I vividly remember the very first time I visited Stora Hult Strand in Vejbystrand. It was the spring of 1997 and Charlotte and I had been dating for about six months. After a night in Malmö, we made a quick pitstop at her summer house on our way back to Göteborg.

The ancient name of the area within the village of Vejbystrand where the family house sits is Stora Hult, which roughly translates into “the big forest”. There’s not much of a forest here today, though.

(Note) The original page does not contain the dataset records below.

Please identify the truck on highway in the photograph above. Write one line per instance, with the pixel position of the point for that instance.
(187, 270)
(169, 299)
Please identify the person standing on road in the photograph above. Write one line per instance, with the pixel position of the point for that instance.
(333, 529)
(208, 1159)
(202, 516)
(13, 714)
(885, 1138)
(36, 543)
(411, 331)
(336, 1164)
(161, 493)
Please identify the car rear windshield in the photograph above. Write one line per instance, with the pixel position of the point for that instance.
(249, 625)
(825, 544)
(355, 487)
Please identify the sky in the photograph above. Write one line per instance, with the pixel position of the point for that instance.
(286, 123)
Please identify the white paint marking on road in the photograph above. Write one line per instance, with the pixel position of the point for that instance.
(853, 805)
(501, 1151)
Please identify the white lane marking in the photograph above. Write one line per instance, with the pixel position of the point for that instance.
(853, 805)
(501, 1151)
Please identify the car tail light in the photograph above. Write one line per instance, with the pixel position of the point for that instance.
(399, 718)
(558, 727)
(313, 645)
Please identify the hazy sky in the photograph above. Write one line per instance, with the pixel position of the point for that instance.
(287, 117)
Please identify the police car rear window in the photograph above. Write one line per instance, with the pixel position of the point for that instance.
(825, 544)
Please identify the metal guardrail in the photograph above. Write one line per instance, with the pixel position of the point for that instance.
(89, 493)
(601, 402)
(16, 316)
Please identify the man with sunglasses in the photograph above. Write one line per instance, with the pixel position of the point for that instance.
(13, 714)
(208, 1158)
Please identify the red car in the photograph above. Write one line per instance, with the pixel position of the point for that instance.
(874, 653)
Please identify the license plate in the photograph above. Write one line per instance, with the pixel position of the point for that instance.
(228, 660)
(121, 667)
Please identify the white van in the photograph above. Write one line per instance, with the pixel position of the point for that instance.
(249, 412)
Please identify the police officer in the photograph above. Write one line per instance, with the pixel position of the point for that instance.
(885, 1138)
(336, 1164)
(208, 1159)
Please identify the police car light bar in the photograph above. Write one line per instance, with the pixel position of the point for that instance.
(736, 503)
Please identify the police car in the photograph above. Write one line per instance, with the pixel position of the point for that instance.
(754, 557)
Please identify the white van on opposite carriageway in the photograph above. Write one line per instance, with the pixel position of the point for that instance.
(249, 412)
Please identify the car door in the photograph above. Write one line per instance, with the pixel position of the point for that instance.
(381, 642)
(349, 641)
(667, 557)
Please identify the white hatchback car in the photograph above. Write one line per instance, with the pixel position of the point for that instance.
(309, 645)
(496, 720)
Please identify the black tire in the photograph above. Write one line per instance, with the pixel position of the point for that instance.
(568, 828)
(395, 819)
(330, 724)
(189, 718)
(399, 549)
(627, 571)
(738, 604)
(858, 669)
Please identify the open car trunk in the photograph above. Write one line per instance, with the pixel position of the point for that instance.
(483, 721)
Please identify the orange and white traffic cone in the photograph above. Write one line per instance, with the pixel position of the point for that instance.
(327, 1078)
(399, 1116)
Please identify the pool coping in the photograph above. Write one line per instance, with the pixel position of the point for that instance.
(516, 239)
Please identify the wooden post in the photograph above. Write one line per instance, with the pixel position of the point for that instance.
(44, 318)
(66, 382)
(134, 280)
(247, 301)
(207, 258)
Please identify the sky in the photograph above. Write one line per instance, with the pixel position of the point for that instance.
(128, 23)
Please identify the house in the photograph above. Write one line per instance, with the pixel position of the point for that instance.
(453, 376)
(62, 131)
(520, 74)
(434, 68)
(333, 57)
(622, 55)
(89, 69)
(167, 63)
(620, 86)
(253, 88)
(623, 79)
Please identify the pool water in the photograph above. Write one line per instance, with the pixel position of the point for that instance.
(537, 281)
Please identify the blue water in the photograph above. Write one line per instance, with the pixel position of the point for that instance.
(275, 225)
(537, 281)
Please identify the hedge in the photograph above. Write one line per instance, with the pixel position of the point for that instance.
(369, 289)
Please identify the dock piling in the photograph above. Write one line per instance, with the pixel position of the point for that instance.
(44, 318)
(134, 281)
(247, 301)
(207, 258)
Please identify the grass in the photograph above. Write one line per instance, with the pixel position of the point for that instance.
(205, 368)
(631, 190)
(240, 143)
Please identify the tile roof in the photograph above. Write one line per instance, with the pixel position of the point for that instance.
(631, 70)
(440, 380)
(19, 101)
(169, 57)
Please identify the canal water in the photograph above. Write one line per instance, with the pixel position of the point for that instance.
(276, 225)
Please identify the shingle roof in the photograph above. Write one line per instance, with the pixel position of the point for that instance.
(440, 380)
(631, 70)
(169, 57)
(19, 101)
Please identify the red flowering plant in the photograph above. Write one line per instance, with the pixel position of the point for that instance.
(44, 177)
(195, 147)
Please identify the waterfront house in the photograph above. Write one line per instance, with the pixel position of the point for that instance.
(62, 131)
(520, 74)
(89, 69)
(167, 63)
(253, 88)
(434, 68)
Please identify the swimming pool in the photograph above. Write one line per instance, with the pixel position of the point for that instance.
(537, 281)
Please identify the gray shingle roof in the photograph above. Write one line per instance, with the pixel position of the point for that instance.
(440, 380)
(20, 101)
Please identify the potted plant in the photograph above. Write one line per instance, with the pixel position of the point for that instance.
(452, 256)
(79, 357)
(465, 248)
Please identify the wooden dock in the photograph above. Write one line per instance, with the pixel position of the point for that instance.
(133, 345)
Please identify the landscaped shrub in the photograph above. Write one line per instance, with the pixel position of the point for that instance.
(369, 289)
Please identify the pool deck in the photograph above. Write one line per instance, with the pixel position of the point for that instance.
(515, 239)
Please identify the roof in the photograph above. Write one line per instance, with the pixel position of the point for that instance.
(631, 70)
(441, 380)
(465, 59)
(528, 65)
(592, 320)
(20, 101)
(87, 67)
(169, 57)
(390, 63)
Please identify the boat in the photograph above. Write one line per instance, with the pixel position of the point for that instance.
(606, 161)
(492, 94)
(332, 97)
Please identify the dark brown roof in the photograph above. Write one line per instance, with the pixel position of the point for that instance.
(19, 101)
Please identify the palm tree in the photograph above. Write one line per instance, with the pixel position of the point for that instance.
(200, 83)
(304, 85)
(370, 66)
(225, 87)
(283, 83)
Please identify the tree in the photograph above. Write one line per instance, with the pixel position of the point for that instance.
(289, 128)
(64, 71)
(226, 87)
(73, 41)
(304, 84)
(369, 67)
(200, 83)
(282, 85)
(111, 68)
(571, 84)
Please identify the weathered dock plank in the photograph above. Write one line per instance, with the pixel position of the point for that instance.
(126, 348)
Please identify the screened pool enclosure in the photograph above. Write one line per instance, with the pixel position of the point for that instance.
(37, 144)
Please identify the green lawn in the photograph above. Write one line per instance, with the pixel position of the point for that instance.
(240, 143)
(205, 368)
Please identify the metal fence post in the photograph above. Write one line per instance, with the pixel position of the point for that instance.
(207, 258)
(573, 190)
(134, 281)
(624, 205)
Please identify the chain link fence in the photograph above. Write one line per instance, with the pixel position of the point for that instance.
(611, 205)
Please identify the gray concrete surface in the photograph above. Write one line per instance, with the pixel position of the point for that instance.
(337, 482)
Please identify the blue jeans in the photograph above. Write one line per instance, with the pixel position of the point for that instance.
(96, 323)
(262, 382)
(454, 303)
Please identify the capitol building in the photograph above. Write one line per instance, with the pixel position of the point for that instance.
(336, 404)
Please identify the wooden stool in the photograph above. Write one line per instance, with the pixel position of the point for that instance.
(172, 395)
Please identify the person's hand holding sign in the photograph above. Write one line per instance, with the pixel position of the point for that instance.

The image above is from last night at the beach in Stora Hult. The first time I walked along it, I remember thinking how wonderfully untouched it looked. Unlike any of the beaches I’d ever been to thus far, much of Stora Hult Strand was covered with seaweed, rocks, and driftwood. As we walked along the shoreline, a pungent smell from rotting seaweed lingered but didn’t disturb us at all.

Stora Hult Strand is unique and about as far as you can get from your typical postcard-perfect beaches in the Seychelles, on the Greek islands, in Spain, Hawaii, along Southern California’s coast, or South East Asia. And because it was so unapologetically natural, I thought it looked really exotic.

I was alone there last night. Most people were at home, sitting in front of the “tube”, utterly oblivious of the phenomenal scene playing out down by the sea. What a privilege it was.